Ally is not a noun
Being an ally is not a fixed identity that can be claimed or achieved. There is no ‘finish line’ that can be crossed that affords the winner the title of ‘ally to the disability rights movement’. Being an ally is not pre-given. Having a close relationship with a disabled person doesn’t automatically make someone an ally to the disability rights movement.
Ally is a verb
Being a non-disabled ally to the disability rights movement is a practice and a process. It is something that is done through every day acts of resistance to oppressive power structures with and alongside disabled people in their fight for justice and equality.
Making a choice
Being an ally brings with it invisible privilege in the form of choice: people choose to be or not to be an ally.
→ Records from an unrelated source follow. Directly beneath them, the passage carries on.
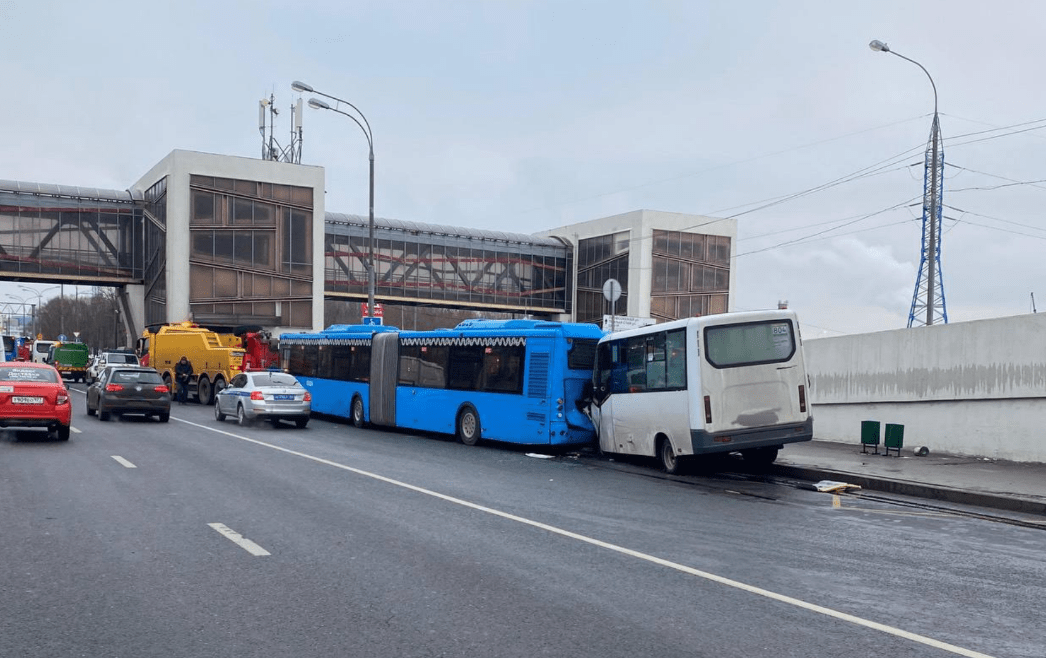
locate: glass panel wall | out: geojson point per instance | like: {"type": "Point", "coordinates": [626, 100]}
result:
{"type": "Point", "coordinates": [599, 259]}
{"type": "Point", "coordinates": [250, 252]}
{"type": "Point", "coordinates": [691, 275]}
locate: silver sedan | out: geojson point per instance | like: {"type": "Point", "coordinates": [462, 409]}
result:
{"type": "Point", "coordinates": [264, 394]}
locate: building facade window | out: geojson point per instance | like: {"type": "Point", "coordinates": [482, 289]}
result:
{"type": "Point", "coordinates": [691, 275]}
{"type": "Point", "coordinates": [251, 248]}
{"type": "Point", "coordinates": [599, 259]}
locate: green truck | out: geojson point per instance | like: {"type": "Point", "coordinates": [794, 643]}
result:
{"type": "Point", "coordinates": [70, 360]}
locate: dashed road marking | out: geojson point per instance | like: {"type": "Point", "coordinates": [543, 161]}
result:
{"type": "Point", "coordinates": [240, 540]}
{"type": "Point", "coordinates": [791, 600]}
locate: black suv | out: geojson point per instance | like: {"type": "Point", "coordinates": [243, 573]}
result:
{"type": "Point", "coordinates": [122, 389]}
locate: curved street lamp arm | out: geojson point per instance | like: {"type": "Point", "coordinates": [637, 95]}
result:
{"type": "Point", "coordinates": [927, 74]}
{"type": "Point", "coordinates": [370, 141]}
{"type": "Point", "coordinates": [362, 115]}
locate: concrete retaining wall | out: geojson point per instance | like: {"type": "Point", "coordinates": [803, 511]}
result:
{"type": "Point", "coordinates": [969, 388]}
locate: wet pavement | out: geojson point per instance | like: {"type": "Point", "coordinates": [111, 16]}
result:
{"type": "Point", "coordinates": [1010, 485]}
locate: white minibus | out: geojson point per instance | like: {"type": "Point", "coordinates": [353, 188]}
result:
{"type": "Point", "coordinates": [734, 382]}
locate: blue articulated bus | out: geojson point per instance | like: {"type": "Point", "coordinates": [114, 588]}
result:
{"type": "Point", "coordinates": [512, 381]}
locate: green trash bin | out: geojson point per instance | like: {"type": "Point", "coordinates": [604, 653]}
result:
{"type": "Point", "coordinates": [869, 435]}
{"type": "Point", "coordinates": [894, 437]}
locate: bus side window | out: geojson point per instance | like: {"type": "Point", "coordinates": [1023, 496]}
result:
{"type": "Point", "coordinates": [636, 355]}
{"type": "Point", "coordinates": [676, 348]}
{"type": "Point", "coordinates": [655, 362]}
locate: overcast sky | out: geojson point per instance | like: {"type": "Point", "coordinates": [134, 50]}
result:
{"type": "Point", "coordinates": [527, 115]}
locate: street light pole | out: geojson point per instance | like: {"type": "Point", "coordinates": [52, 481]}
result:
{"type": "Point", "coordinates": [931, 242]}
{"type": "Point", "coordinates": [316, 104]}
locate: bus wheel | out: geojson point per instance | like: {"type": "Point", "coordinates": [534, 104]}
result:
{"type": "Point", "coordinates": [760, 456]}
{"type": "Point", "coordinates": [204, 390]}
{"type": "Point", "coordinates": [358, 412]}
{"type": "Point", "coordinates": [469, 426]}
{"type": "Point", "coordinates": [669, 462]}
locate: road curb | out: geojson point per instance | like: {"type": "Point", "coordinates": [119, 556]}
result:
{"type": "Point", "coordinates": [918, 490]}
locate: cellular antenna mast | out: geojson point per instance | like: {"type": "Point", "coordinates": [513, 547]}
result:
{"type": "Point", "coordinates": [267, 126]}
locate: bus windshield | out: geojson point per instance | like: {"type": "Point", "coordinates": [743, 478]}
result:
{"type": "Point", "coordinates": [733, 345]}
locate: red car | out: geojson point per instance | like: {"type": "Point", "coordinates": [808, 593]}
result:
{"type": "Point", "coordinates": [32, 395]}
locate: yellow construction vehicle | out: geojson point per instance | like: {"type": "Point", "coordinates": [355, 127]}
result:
{"type": "Point", "coordinates": [213, 361]}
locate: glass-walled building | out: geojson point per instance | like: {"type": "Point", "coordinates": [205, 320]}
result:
{"type": "Point", "coordinates": [442, 266]}
{"type": "Point", "coordinates": [240, 241]}
{"type": "Point", "coordinates": [669, 266]}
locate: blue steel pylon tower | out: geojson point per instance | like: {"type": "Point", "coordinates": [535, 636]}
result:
{"type": "Point", "coordinates": [929, 295]}
{"type": "Point", "coordinates": [928, 301]}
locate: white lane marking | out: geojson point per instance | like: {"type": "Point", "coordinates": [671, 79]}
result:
{"type": "Point", "coordinates": [240, 540]}
{"type": "Point", "coordinates": [798, 603]}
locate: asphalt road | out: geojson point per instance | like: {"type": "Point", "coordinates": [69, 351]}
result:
{"type": "Point", "coordinates": [342, 542]}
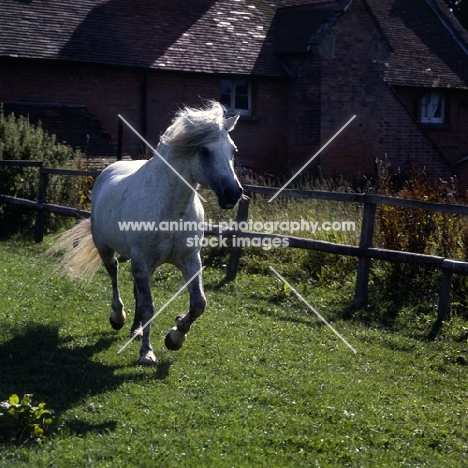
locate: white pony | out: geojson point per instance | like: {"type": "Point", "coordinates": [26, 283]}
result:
{"type": "Point", "coordinates": [199, 149]}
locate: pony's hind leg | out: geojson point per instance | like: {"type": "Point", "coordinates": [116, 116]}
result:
{"type": "Point", "coordinates": [117, 317]}
{"type": "Point", "coordinates": [176, 336]}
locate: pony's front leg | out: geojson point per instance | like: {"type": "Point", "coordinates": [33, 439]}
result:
{"type": "Point", "coordinates": [144, 311]}
{"type": "Point", "coordinates": [176, 336]}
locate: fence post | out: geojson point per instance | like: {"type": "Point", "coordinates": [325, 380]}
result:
{"type": "Point", "coordinates": [41, 198]}
{"type": "Point", "coordinates": [443, 306]}
{"type": "Point", "coordinates": [367, 233]}
{"type": "Point", "coordinates": [242, 214]}
{"type": "Point", "coordinates": [119, 139]}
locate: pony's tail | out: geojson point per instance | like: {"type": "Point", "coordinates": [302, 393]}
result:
{"type": "Point", "coordinates": [81, 257]}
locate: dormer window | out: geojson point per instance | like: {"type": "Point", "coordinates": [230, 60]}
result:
{"type": "Point", "coordinates": [433, 108]}
{"type": "Point", "coordinates": [236, 96]}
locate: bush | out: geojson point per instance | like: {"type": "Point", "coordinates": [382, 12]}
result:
{"type": "Point", "coordinates": [22, 420]}
{"type": "Point", "coordinates": [420, 231]}
{"type": "Point", "coordinates": [20, 140]}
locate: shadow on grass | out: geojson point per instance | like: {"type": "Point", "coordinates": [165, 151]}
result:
{"type": "Point", "coordinates": [36, 360]}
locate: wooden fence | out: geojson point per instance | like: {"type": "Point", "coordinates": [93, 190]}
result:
{"type": "Point", "coordinates": [364, 252]}
{"type": "Point", "coordinates": [40, 205]}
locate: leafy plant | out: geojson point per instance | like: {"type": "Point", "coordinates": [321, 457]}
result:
{"type": "Point", "coordinates": [22, 141]}
{"type": "Point", "coordinates": [22, 420]}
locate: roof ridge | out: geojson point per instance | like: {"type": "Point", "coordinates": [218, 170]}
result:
{"type": "Point", "coordinates": [451, 23]}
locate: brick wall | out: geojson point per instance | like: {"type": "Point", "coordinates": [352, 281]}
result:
{"type": "Point", "coordinates": [110, 91]}
{"type": "Point", "coordinates": [351, 82]}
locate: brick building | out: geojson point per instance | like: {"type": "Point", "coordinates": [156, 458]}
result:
{"type": "Point", "coordinates": [296, 70]}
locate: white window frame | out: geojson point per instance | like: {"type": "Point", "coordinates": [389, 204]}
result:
{"type": "Point", "coordinates": [232, 106]}
{"type": "Point", "coordinates": [433, 107]}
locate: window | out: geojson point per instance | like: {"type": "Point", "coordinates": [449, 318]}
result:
{"type": "Point", "coordinates": [236, 96]}
{"type": "Point", "coordinates": [433, 108]}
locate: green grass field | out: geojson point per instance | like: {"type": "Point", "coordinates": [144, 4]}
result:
{"type": "Point", "coordinates": [260, 381]}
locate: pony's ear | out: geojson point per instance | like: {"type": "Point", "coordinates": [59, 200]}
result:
{"type": "Point", "coordinates": [230, 122]}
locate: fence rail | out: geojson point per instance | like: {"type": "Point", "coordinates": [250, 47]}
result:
{"type": "Point", "coordinates": [365, 252]}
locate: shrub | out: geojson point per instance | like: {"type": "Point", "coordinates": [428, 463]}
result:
{"type": "Point", "coordinates": [20, 140]}
{"type": "Point", "coordinates": [22, 420]}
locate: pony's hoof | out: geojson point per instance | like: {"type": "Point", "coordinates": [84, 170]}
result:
{"type": "Point", "coordinates": [136, 333]}
{"type": "Point", "coordinates": [117, 325]}
{"type": "Point", "coordinates": [148, 358]}
{"type": "Point", "coordinates": [174, 339]}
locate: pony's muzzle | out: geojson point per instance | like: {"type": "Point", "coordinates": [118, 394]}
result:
{"type": "Point", "coordinates": [230, 196]}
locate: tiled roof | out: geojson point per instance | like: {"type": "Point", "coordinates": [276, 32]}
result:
{"type": "Point", "coordinates": [295, 27]}
{"type": "Point", "coordinates": [228, 36]}
{"type": "Point", "coordinates": [203, 35]}
{"type": "Point", "coordinates": [72, 124]}
{"type": "Point", "coordinates": [426, 52]}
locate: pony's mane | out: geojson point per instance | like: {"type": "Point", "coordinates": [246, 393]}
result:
{"type": "Point", "coordinates": [193, 127]}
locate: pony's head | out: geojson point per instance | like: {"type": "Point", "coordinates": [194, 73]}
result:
{"type": "Point", "coordinates": [202, 136]}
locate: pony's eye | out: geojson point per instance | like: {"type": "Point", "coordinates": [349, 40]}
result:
{"type": "Point", "coordinates": [204, 151]}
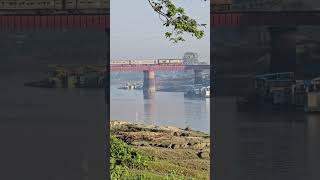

Choice means that non-disabled allies are able to step out of the fight for justice and equality if, and when, it suits them. While non-disabled allies are able to choose to step out of the struggle, disabled people can’t choose to ‘take a break’ from the everyday realities of living in a disabling society and choose to step out of the struggle. Being an ally is about choosing to stand against oppression whenever you see it instead of choosing to ignore it or walk away.
To be a disability ally, then, requires commitment and action to dismantling challenging political, social, and economic structures and institutions that discriminate, exclude and disadvantage disabled people. Every. Single. Day.